Supreme Court Justices Sotomayor, Thomas Read Affirmative Action Opinions from the Bench in Rare Move

Supreme Court Justices Sonia Sotomayor and Clarence Thomas read their conflicting opinions on affirmative action Thursday from the bench in a rare instance only seen when justices want to call particular attention to their position. 

Thomas read his position, concurring with the opinion of the Court’s Thursday ruling against affirmative action, while Sotomayor read her own dissenting opinion. 

Thomas declared his opinion, reading, “Today, and despite a lengthy interregnum, the Constitution prevails.”

The 75-year-old justice lauded the majority decision that overturned decades of the U.S. judicial system that allowed universities and colleges to admit or reject applicants based on their race but also offered his own input. 

“I write separately to offer an originalist defense of the colorblind Constitution; to explain further the flaw of the Court’s Grutter jurisprudence; to clarify that all forms of discrimination based on race — including so-called affirmative action — are prohibited under the Constitution; and to emphasize the pernicious effects of all such discrimination.”

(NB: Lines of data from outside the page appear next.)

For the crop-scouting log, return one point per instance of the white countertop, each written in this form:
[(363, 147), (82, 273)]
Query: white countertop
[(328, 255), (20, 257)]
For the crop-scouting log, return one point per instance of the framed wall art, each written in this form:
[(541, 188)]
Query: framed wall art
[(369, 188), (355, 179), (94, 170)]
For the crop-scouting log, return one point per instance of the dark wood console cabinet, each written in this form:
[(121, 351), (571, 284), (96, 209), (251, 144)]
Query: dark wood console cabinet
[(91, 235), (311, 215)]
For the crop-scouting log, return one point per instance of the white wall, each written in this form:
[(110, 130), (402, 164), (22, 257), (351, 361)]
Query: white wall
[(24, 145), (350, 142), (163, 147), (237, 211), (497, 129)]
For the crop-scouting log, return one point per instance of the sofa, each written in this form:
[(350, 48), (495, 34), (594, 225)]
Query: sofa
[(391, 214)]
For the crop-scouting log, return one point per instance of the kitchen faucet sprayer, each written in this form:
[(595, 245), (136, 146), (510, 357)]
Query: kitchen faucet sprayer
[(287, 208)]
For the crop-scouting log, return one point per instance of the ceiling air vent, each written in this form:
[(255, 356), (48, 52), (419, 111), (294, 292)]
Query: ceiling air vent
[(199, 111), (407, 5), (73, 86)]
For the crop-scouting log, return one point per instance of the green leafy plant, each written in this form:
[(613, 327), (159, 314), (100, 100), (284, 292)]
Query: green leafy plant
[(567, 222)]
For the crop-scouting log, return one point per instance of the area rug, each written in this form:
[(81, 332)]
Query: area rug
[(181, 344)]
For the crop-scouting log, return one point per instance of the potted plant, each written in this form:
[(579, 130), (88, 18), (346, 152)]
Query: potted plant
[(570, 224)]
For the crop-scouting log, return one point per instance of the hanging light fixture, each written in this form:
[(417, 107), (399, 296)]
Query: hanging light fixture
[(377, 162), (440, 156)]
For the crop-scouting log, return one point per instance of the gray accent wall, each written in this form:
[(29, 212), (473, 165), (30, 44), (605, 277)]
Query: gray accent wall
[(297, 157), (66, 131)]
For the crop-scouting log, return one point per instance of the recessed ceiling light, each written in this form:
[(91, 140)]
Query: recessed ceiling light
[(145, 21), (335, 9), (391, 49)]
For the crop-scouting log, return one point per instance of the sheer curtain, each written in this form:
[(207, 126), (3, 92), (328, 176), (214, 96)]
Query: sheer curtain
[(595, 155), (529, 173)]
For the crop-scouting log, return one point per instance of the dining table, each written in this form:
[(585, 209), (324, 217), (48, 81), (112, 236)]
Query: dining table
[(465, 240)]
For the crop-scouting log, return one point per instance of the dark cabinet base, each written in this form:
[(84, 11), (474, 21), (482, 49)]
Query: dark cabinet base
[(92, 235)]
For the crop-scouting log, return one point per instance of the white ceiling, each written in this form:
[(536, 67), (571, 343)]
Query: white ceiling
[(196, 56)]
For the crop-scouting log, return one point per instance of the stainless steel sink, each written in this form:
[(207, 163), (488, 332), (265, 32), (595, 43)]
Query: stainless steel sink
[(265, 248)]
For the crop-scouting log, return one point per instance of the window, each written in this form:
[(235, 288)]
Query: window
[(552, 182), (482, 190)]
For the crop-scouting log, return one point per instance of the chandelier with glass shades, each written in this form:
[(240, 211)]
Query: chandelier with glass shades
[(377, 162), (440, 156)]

In the meantime, Sotomayor read her dissent against the majority opinion, which was joined by both of the other liberal justices, Elena Kagan and Ketanji Brown Jackson. 

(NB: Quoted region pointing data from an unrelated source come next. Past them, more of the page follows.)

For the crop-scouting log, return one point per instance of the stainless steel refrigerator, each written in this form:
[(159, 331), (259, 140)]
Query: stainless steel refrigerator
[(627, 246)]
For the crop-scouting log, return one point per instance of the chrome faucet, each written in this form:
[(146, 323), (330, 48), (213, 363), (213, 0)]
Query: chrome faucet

“The Equal Protection Clause of the Fourteenth Amendment enshrines a guarantee of racial equality,” began Sotomayor. “The Court long ago concluded that this guarantee can be enforced through race-conscious means in a society that is not, and has never been, colorblind.”

“Today, this Court stands in the way and rolls back decades of precedent and momentous progress. It holds that race can no longer be used in a limited way in college admissions to achieve such critical benefits. In so holding, the Court cements a superficial rule of colorblindness as a constitutional principle in an endemically segregated society where race has always mattered and continues to matter.”

The ruling was split along traditional lines

On Thursday, the 6-3 ruling was split along traditional lines. Students for Fair Admissions, a student activist group, brought cases against the University of North Carolina and Harvard. The group initially sued Harvard College in 2014, violating Title VI of the Civil Rights Act, which “prohibits discrimination on the race, color, or national origin or in any program or activity that receives Federal funds or other Federal financial assistance.”

The complaint against Harvard alleges that the school’s practices penalized Asian American students and that they didn’t employ race-neutral practices. The case against the University of North Carolina raised the issue of whether the university could reject the use of non-race-based practices without showing they would negatively impact the benefits gained from campus diversity or bring down the school’s academic quality. 

The Court ruled in favor of Students for Fair Admissions in both cases.